If you do need to optimize the code to make it faster, you should be aware that in most programs a small part of the code is the performance bottleneck. Optimizing other part of the code will probably have no discernable impact on performance. So if you want to make your program faster, you need to find out where that bottleneck is.

One quick and easy technique for finding your program's bottleneck is to press Ctrl+C in a debugger, then examine the call stack. It is likely (though not guaranteed) that at the moment you pressed Ctrl+C, execution was in the region of your code that is executed most frequently, i.e. the bottleneck.

Profiling code means analying its performance to find out which regions of code are using the most time and/or memory. You can manually profile your code by adding timing code that measures the execution time of functions or loops.

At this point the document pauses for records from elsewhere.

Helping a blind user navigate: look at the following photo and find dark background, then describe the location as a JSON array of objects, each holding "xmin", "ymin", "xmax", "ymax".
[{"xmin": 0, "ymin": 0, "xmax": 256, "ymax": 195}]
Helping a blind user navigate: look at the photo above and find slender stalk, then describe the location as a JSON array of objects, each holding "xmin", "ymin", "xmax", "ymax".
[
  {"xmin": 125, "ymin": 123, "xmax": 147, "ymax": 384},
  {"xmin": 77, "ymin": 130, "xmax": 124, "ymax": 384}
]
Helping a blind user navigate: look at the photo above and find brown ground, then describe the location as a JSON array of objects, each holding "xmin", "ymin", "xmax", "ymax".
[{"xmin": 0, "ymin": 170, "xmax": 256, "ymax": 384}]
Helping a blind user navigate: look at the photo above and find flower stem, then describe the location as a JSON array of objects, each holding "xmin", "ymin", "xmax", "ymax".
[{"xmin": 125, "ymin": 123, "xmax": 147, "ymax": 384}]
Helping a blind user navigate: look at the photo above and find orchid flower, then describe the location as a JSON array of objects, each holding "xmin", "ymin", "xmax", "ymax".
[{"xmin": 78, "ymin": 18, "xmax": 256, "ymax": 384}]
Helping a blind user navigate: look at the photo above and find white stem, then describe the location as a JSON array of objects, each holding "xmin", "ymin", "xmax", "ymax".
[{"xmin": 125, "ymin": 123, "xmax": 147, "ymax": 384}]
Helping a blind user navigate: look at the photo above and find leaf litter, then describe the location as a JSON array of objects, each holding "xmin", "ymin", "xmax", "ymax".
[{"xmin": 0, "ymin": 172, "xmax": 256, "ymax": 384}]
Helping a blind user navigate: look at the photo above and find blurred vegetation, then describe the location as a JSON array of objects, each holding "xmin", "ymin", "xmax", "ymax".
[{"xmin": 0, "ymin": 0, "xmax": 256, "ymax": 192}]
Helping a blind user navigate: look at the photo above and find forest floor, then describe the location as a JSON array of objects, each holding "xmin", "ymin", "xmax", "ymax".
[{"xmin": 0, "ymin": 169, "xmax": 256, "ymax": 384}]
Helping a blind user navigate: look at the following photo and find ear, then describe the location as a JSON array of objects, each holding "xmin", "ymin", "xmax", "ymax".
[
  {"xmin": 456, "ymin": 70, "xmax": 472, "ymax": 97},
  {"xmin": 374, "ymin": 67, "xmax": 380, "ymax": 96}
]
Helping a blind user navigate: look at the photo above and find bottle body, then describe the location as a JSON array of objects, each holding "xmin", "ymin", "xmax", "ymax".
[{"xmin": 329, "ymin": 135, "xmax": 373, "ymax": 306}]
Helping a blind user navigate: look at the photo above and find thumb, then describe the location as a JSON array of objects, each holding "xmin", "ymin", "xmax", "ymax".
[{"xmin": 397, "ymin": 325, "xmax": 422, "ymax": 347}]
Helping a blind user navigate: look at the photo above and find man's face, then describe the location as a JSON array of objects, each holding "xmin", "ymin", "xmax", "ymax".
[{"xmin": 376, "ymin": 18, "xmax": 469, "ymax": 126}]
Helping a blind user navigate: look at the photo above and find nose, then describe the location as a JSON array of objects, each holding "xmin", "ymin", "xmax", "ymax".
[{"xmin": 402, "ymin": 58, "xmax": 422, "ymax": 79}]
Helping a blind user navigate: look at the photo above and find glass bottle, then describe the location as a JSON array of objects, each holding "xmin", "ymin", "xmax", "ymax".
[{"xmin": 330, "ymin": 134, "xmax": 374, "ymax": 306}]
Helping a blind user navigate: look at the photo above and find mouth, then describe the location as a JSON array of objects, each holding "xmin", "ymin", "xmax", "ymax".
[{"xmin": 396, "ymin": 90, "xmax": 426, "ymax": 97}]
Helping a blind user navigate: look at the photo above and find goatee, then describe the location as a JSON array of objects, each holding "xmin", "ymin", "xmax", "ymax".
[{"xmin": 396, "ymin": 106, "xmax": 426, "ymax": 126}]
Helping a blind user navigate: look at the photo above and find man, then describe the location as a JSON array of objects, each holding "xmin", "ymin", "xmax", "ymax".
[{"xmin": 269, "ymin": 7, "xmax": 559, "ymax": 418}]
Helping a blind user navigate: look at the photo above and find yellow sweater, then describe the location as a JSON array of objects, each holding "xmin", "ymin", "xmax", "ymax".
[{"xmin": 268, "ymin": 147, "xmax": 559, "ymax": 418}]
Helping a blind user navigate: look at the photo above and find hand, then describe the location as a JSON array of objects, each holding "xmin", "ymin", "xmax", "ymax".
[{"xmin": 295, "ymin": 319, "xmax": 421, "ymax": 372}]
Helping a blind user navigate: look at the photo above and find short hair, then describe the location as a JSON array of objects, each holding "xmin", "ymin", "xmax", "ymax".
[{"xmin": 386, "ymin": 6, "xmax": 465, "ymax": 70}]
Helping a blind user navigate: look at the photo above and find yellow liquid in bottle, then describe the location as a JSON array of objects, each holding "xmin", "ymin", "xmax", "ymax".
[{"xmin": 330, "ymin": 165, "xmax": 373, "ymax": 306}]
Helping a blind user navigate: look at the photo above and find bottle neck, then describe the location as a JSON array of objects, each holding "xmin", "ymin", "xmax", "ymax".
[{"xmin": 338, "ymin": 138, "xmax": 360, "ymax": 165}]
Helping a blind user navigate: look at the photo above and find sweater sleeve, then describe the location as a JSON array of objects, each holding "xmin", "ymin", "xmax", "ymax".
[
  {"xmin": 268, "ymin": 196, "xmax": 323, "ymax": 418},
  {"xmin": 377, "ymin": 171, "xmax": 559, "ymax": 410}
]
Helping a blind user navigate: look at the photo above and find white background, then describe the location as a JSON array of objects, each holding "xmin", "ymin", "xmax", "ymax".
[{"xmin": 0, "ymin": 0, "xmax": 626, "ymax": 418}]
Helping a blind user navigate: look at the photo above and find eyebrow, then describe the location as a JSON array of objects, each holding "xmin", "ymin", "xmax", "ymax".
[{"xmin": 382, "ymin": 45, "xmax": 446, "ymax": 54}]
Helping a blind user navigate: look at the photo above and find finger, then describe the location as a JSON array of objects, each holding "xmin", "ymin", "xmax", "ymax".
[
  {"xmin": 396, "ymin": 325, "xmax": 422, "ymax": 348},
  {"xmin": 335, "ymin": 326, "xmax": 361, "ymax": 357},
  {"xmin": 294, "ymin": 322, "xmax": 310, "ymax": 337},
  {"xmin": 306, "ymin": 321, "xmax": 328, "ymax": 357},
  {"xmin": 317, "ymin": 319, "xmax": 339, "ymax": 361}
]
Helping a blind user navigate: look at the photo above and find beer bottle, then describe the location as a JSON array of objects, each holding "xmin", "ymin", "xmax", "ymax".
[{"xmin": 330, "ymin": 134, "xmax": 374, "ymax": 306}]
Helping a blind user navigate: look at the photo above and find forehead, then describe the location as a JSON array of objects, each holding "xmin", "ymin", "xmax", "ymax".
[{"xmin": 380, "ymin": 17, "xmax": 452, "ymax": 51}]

This usually isn't too hard, and sometimes is the most flexible approach.

Alternatively, various tools exist that can profile your program, showing how much time is spent in each function or method. Some tools are based on sampling: they periodically interrupt your program to see where the call stack is at that moment. Other tools will instrument your code by adding instructions that measure timing.

sysprof is a useful system-wide sampling profiler for Linux systems.